One other note - make sure your status page reflects accurately the severity of the issue. "Warning" is not an accurate portrayal of the billing system suspending accounts, and a severity of "Major" or "Critical" with a red color would have been more appropriate.
- Initial Status Page Response Time: 30 minutes
- Next Update Response Time: 57 minutes
- Status Page Severity Indication: Not strong enough
- Grade: C
This was possibly the worst part of the public response (as we'll see below). I cut them a little bit of slack since it was 330am, but if I'm a customer with an account shut off I'm definitely upset right from the start. 90 minutes have passed with a only a few cricket chirps - my only sense of hope is that they've promised an update within the next 30 minutes.
No Fix Yet, Keep Talking
Stuff is still broke. Bad. You're busy ruling out possible causes and narrowing your focus on hunting down the culprit. Time is moving slowly as you navigate the matrix, but it moves even slower for customers who don't know what's wrong or when it's going to be fixed.

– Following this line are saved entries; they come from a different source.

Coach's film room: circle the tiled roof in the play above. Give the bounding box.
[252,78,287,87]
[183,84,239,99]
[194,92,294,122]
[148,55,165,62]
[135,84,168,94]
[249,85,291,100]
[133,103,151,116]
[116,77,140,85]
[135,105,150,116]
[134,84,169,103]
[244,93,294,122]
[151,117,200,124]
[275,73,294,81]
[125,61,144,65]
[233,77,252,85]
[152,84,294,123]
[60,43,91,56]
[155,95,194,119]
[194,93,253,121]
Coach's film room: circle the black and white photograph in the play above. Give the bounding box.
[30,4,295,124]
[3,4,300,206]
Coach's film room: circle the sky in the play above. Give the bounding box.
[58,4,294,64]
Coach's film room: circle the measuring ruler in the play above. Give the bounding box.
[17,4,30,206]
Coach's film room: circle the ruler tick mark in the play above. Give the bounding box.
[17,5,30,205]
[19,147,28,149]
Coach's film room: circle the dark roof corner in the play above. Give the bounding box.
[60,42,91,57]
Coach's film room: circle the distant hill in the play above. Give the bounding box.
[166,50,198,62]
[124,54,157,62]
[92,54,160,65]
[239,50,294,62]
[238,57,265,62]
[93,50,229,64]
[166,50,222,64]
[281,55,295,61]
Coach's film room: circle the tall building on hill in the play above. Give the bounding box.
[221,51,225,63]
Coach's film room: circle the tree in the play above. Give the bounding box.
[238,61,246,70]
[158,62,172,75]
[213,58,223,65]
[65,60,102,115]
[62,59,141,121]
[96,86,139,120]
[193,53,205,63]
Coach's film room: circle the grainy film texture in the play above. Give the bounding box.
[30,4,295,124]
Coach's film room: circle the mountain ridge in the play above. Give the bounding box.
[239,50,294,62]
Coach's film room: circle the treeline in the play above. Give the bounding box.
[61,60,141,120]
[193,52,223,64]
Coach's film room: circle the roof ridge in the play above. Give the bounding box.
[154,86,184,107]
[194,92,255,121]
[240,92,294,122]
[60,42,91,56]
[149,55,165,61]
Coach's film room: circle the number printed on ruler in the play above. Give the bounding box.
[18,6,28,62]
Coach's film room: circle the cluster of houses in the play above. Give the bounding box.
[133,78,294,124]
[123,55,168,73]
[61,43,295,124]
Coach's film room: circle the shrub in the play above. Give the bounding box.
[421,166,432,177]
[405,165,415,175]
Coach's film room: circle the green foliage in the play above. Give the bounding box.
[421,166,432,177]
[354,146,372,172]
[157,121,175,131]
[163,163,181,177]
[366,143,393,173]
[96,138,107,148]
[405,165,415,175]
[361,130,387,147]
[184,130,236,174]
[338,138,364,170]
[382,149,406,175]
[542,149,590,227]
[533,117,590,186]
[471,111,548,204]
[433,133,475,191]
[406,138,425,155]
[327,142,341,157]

The second phase of communication happens when you're actively working on resolving the issue, and it's this communication that lets your customers keep their sanity as they twiddle their thumbs and respond to their own angry customers.
Here are your priorities (in order) after the initial communication. Think of this as our own DevOps version of Aviate, Navigate, Communicate.
- Find and fix the root cause, or rectify the effects of issue even if the root cause is still not found
- If you have new information, send it out right away
- Pick a decent interval as an upper bound on your next communication, even if all you say is "no new info right now". 30 minutes is a good max
How Twilio Fared
Twilio did a fantastic job here, even if they were slightly over 30 minutes on a couple of their message followups.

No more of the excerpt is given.